Во дворе было много удобных мест, где можно спрятаться, и тот, кому доставалось искать, долго плутал, прежде чем найти остальных. А погоня по извилистым ходам была так забавна!
Мало-помалу Джамиле перестала меня стесняться, смотрела уже более доверчиво и не прятала улыбки.
Ей было лет двенадцать или даже меньше. Она была стройна и детски наивна, и когда я нашел ее в малиннике, она вскрикнула, засмеялась совсем по-дружески и бросилась по тропинке наутек. Я помчался за ней, и мы бежали между грядками мимо колодца, вниз к амбару. Несколько раз я ее почти догонял и уже готов был хлопнуть по спине, но она ловко уклонялась, как молодой тополек под напором ветра. Возле кучи сухих виноградных лоз она внезапно споткнулась и упала лицом в траву у самого чурбака для колки дров. Тотчас же она оглянулась на меня, и развязавшееся покрывало открыло мне яркую красоту ее лица — черную родинку на матовой щеке, розовые полураскрытые губы цвета только что распустившегося шиповника.
— Ушиблась? — наклонился я, испугавшись, и протянул ей руку.
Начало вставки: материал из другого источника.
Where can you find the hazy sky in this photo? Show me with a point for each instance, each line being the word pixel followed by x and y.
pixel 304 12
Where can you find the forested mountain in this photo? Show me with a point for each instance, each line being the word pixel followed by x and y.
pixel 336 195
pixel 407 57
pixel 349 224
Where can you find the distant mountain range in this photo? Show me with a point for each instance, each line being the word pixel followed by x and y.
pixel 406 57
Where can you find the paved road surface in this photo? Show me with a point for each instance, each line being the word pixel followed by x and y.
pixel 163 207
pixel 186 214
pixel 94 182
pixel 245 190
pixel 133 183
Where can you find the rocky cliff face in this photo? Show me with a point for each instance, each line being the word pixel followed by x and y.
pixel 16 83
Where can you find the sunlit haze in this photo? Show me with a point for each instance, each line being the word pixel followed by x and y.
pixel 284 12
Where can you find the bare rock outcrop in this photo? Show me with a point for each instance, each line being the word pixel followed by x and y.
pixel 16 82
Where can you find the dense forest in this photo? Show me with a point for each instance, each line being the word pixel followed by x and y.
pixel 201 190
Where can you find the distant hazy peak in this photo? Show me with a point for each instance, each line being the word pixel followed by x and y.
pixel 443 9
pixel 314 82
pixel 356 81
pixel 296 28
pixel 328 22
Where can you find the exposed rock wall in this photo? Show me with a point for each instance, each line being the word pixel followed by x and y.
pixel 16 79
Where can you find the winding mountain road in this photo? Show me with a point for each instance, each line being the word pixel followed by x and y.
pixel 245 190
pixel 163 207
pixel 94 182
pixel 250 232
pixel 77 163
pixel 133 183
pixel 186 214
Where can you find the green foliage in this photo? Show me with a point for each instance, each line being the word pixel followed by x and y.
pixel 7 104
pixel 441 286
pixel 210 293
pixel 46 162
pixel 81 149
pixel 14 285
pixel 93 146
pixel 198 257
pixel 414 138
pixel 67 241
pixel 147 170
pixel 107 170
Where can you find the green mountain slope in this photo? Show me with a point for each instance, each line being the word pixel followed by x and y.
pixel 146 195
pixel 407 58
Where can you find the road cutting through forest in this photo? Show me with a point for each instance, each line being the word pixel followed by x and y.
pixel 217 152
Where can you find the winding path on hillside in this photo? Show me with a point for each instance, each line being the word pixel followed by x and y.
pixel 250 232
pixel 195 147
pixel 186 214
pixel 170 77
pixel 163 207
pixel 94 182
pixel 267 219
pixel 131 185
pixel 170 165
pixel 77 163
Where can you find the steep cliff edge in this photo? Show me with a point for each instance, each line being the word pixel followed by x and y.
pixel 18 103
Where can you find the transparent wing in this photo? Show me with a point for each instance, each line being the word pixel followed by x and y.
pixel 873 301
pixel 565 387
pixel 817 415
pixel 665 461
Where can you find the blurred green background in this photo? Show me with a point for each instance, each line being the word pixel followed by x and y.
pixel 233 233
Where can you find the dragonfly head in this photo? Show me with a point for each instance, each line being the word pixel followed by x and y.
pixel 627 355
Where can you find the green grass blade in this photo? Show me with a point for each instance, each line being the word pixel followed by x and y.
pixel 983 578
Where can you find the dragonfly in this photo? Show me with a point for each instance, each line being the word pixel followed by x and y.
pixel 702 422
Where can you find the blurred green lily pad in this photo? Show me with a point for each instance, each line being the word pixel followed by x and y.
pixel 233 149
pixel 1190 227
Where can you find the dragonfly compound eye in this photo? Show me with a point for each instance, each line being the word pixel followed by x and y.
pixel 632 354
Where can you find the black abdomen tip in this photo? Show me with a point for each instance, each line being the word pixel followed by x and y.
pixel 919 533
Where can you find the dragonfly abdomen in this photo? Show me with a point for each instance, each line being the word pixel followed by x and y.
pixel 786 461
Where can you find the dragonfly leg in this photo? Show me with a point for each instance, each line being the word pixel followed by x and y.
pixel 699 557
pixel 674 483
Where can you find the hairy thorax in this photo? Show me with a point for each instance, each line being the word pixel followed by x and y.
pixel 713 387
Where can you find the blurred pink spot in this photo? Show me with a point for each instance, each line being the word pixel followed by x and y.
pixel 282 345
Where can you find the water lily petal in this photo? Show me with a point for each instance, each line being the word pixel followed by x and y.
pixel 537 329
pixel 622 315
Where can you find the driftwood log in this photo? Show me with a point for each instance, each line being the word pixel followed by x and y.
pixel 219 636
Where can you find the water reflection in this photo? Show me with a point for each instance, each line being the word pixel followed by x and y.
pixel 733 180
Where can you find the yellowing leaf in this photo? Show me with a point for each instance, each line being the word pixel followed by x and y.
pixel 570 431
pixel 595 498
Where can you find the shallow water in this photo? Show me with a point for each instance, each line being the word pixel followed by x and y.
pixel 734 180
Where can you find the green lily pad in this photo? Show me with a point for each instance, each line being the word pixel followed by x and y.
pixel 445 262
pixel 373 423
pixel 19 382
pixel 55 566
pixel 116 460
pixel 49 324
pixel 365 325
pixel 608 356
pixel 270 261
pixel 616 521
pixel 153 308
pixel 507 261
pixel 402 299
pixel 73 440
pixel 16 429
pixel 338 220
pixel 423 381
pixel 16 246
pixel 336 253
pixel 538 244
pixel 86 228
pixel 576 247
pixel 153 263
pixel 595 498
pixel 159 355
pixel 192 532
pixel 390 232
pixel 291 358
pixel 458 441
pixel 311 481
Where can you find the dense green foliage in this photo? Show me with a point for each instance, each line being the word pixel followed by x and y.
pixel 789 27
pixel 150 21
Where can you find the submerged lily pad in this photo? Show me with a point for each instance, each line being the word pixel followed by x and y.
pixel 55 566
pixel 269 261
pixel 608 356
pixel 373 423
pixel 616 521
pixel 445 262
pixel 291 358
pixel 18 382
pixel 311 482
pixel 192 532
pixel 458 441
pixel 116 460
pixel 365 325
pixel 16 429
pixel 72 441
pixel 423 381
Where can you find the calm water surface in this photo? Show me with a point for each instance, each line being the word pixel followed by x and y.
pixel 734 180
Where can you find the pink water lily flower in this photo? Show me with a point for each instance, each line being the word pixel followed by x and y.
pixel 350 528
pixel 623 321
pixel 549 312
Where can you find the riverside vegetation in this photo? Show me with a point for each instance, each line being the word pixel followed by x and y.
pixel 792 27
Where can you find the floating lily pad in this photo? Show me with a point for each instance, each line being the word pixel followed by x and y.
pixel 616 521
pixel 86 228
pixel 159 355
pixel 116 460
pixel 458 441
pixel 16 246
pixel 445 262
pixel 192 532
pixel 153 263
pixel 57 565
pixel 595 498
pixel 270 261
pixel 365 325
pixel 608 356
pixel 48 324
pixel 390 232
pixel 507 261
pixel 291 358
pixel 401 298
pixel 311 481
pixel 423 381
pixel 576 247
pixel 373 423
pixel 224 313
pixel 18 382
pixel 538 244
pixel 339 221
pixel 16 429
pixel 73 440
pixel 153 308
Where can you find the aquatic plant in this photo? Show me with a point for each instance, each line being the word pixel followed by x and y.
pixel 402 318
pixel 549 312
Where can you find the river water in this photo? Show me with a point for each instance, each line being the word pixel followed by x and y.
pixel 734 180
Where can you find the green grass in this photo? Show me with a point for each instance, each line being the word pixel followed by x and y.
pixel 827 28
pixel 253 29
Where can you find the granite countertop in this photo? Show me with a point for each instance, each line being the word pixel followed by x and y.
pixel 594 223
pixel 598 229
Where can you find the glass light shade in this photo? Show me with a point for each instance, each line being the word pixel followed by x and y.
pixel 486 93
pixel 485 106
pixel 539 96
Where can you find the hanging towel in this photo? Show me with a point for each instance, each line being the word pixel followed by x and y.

Она ухватилась за нее, но так как была довольно тяжела, то не только не поддалась моему усилию, а перетянула и меня, и я, рухнув на колени, на миг почувствовал ее дыхание. Я тут же вскочил, и когда подбежала Ленче, мы вдвоем взяли ее за руки и, помирая со смеху, поставили на ноги.
— Ну и тяжелая же ты, Джамиле! — сказала Ленче.
Джамиле стояла вся красная, с откинутым покрывалом и, уже не стесняясь меня, на ломаном болгарском языке весело рассказала, как она споткнулась.
— Ничего, — сказала она, вытирая о шальвары тонкую струйку крови на левой руке. — Ничего, — засмеялась она, увидев, с каким испугом Ленче смотрит на кровь, — пустяки!